PHILADELPHIA — The city's embattled schools superintendent abruptly left the district Monday with a promised $900,000 buyout, capping a tumultuous tenure that saw increased test scores but also clashes with community members, the teachers union and elected leaders.
Arlene Ackerman is being bought out of her contract with a combination of public and private funds and will be replaced in the interim by her deputy superintendent, according to a district statement.
"This decision, as difficult as it was for Dr. Ackerman, is consistent with her history, as well as recognition that for the district to best move forward, it must do so with new leadership," said Robert Archie Jr., chairman of the city-state commission that oversees the schools.

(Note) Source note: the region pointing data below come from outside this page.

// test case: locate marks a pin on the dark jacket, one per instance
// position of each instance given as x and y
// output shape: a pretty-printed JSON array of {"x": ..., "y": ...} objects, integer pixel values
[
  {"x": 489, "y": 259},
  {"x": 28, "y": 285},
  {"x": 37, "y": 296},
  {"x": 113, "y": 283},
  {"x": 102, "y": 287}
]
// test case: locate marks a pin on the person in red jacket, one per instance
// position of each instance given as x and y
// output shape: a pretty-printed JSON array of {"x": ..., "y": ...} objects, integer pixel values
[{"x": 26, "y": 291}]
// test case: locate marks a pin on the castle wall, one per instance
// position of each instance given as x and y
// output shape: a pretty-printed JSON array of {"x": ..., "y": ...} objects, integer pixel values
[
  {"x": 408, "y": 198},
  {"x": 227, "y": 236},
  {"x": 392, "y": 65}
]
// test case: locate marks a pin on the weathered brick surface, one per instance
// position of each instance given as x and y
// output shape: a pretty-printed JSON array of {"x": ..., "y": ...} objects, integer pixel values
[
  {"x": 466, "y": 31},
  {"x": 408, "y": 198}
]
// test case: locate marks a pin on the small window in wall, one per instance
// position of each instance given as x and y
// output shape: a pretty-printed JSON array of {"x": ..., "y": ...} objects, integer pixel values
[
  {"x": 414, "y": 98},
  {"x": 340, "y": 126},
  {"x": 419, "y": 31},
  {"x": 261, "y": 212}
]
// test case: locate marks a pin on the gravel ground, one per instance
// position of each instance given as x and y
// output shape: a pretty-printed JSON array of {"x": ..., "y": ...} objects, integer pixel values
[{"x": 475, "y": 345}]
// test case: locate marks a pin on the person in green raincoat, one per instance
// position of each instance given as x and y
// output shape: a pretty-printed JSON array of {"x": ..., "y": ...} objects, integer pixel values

Ms. Ackerman's tenure collapsed over the past few months as the district faced a colossal budget hole, a dispute with the teachers union and criticism of everything from her salary to her management style.
With the situation becoming increasingly untenable, Ms. Ackerman faced it head-on Thursday in a speech to district principals. She publicly challenged school board members to "sentence me ... or set me free" in what many saw as an unannounced farewell speech.
She entered the room to Sade's song "Is It A Crime?" - which became the theme of her remarks. She also read Maya Angelou's poem "Still I Rise": "You may shoot me with your words, you may cut me with your eyes, you may kill me with your hatefulness, but still, like air, I rise."
Neither Ms. Ackerman nor the school commissioners held news conferences on Monday. In a statement, Ms. Ackerman said she was "truly grateful for having had the opportunity and honor to serve the children and parents of Philadelphia."
An educator for 43 years, Ms. Ackerman had previously served as superintendent in San Francisco and Washington, D.C. She came to Philadelphia, the nation's eighth-largest district, in 2008.
She is credited with continuing the district's rise in test scores - a streak now at nine years - as well as lowering class sizes in primary grades, creating a parent-outreach program and launching her signature "renaissance schools" initiative to overhaul chronically failing schools.
But critics called her "Queen Arlene," saying she was polarizing, autocratic and overpaid; her $348,000 salary was twice what the mayor makes. The district's $664 million budget gap this year - a result in part to cuts in state and federal aid - led to thousands of pink slips and program cuts.
She drew criticism for a no-bid contract for school surveillance cameras, for her bungled handling of racial violence at a high school and for a high-profile dispute with a teacher who questioned Ms. Ackerman's decision to turn a district school into a charter.
She also fought with the teachers union after trying to protect certain staff from layoffs.
Union president Jerry Jordan, who had previously called for Ms. Ackerman to step down, said Philadelphia needs a leader who is more willing to listen to teachers and employees.
"Many times there was a sense of intimidation and/or retaliation for people voicing their concerns," Mr. Jordan said.